After two months of intensive diplomacy, U.S. hopes of a dramatic breakthrough in the last and most complex phase of the Mideast peace process appear to be fast fading.

Secretary of State Warren Christopher, on a three-day tour of the region, originally had hoped to establish a framework for peace between Israel and Syria by spring. But talks in rural Maryland between the region's two most formidable foes have moved so slowly that Israeli Prime Minister Shimon Peres now appears almost certain to call early elections in May rather than wait until October, according to Israeli sources.

Peres' move may be driven by growing support in the polls. But relinquishing the strategic Golan Heights to Syria -- a key issue in the negotiations -- is not popular with many Israelis.

The likelihood of early elections is almost certain to limit the scope for compromise.

"Israel is still just as interested in the peace process. But Peres can't give the impression that Israel is prepared to give in on anything," said Ehud Sprinzak, a Hebrew University political science professor.

"For elections, he has to look tough."

Nonetheless, U.S. officials insist that the electoral process will not affect the peace effort.

"Clearly, much work remains to be done," Christopher said in a joint news conference after talks with Peres. "[But] we can continue peace negotiations under any scenario here."

And Peres said the Israeli-Syrian talks, launched at the end of last year, have resulted in "some understandings" and that the negotiations will not be hurt by whatever course his government takes.

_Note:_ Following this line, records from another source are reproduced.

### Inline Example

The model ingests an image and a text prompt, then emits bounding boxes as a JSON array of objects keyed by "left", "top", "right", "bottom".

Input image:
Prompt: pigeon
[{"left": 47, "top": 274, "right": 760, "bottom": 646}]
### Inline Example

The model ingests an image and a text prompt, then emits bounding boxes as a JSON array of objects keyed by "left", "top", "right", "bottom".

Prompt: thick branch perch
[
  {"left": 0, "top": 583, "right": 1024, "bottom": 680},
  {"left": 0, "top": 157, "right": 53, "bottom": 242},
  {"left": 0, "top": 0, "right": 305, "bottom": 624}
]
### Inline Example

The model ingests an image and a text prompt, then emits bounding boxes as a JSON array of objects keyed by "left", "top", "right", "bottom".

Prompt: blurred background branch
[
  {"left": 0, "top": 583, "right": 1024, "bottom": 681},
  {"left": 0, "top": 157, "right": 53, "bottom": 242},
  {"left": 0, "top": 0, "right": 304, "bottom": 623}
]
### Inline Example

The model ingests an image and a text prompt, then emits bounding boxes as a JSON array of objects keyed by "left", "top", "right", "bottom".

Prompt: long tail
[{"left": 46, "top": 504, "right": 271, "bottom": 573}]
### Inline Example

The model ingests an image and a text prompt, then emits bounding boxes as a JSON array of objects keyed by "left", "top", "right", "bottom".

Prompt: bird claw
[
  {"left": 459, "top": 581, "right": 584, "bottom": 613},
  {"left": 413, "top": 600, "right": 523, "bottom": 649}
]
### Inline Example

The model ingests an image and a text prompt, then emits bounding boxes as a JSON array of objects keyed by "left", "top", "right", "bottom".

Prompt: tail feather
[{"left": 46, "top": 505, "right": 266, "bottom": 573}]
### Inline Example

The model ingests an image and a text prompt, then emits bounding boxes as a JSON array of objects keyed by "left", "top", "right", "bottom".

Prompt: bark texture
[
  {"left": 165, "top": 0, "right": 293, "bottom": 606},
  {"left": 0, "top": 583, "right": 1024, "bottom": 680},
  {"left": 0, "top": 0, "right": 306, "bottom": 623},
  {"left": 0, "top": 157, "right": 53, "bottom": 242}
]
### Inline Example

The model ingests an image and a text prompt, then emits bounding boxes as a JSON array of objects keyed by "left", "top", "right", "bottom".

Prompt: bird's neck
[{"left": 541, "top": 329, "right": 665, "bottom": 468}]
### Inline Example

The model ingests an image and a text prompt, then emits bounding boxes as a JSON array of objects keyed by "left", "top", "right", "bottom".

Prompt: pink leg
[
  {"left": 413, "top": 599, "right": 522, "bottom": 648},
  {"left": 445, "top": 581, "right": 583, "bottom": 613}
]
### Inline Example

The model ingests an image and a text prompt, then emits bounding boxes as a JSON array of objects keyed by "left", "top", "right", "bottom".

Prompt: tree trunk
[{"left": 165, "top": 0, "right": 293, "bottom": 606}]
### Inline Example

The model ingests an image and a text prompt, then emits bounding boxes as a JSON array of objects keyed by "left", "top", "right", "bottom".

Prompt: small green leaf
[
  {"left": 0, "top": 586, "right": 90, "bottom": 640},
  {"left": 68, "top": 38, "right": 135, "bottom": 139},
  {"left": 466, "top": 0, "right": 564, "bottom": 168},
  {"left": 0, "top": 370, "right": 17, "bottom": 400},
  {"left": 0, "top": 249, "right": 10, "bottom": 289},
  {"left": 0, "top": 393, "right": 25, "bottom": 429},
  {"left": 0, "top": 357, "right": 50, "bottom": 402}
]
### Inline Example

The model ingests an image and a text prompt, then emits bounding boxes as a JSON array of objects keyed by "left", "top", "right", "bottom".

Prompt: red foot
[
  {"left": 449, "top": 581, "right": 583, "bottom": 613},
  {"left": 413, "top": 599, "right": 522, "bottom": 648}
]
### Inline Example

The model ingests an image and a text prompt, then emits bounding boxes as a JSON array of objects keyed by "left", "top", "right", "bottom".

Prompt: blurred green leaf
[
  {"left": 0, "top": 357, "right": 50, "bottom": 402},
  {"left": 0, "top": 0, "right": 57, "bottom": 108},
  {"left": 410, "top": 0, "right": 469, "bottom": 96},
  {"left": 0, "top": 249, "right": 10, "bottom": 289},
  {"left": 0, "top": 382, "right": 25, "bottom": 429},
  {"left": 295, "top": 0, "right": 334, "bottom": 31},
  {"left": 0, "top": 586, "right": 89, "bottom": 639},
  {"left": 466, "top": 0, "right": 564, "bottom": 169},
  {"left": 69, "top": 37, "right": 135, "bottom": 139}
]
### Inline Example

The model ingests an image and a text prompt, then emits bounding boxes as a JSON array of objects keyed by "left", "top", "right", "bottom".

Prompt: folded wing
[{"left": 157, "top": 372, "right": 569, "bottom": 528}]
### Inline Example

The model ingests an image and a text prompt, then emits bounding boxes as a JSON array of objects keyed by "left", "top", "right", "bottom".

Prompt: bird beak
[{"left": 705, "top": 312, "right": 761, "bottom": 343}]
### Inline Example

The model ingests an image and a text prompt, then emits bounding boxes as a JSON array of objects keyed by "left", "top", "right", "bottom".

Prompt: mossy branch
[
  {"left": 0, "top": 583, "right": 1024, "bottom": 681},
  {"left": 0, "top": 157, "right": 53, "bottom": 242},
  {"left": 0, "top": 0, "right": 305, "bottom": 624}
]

But the hyperbole that surrounded Christopher's last two shuttles to the region, in both December and January, has disappeared. And both U.S. and Israeli officials now admit that the original schedule already faces serious setbacks and that no major real progress is likely until after Israel elects a new government.

The new deadline has effectively become November -- before the U.S. elections. Christopher, who made Mideast mediation his top foreign policy goal for 1996, hopes that securing the final phase of peace will be his diplomatic legacy.

"We would like to get an agreement this year, and this is still a realistic possibility," a senior U.S. official said.

Christopher still has a chance of pulling something off during his Mideast tour. He arrived in Jerusalem on Monday and will fly to Damascus, the Syrian capital, Tuesday for talks with President Hafez Assad and then return to Israel on Wednesday. But pessimism is pervasive in both Israel and Syria.

"We still have no signs that the Syrians are willing to compromise on a few issues that are critical to us. And if they don't show any compromise, there won't be any peace," Minister Without Portfolio Yossi Beilin told Israel Radio.

In Damascus, the state-controlled Tishrin newspaper complained Monday of the "pessimistic climate created by Israeli officials in the wake of stumbled Maryland talks" that have frustrated Christopher's endeavors.

The talks at eastern Maryland's Wye Plantation, which center on Israel's returning of the Golan Heights -- captured in the 1967 Middle East War in exchange for peace from Syria -- resumed amid high expectations in late 1995 after two earlier stalemates in the five-year effort.

Following the Nov. 4 assassination of Israeli Prime Minister Yitzhak Rabin, Peres offered a new approach to peace that focused less on security differences and more on a "comprehensive" peace between Israel and the rest of the Arab world, led by Syria.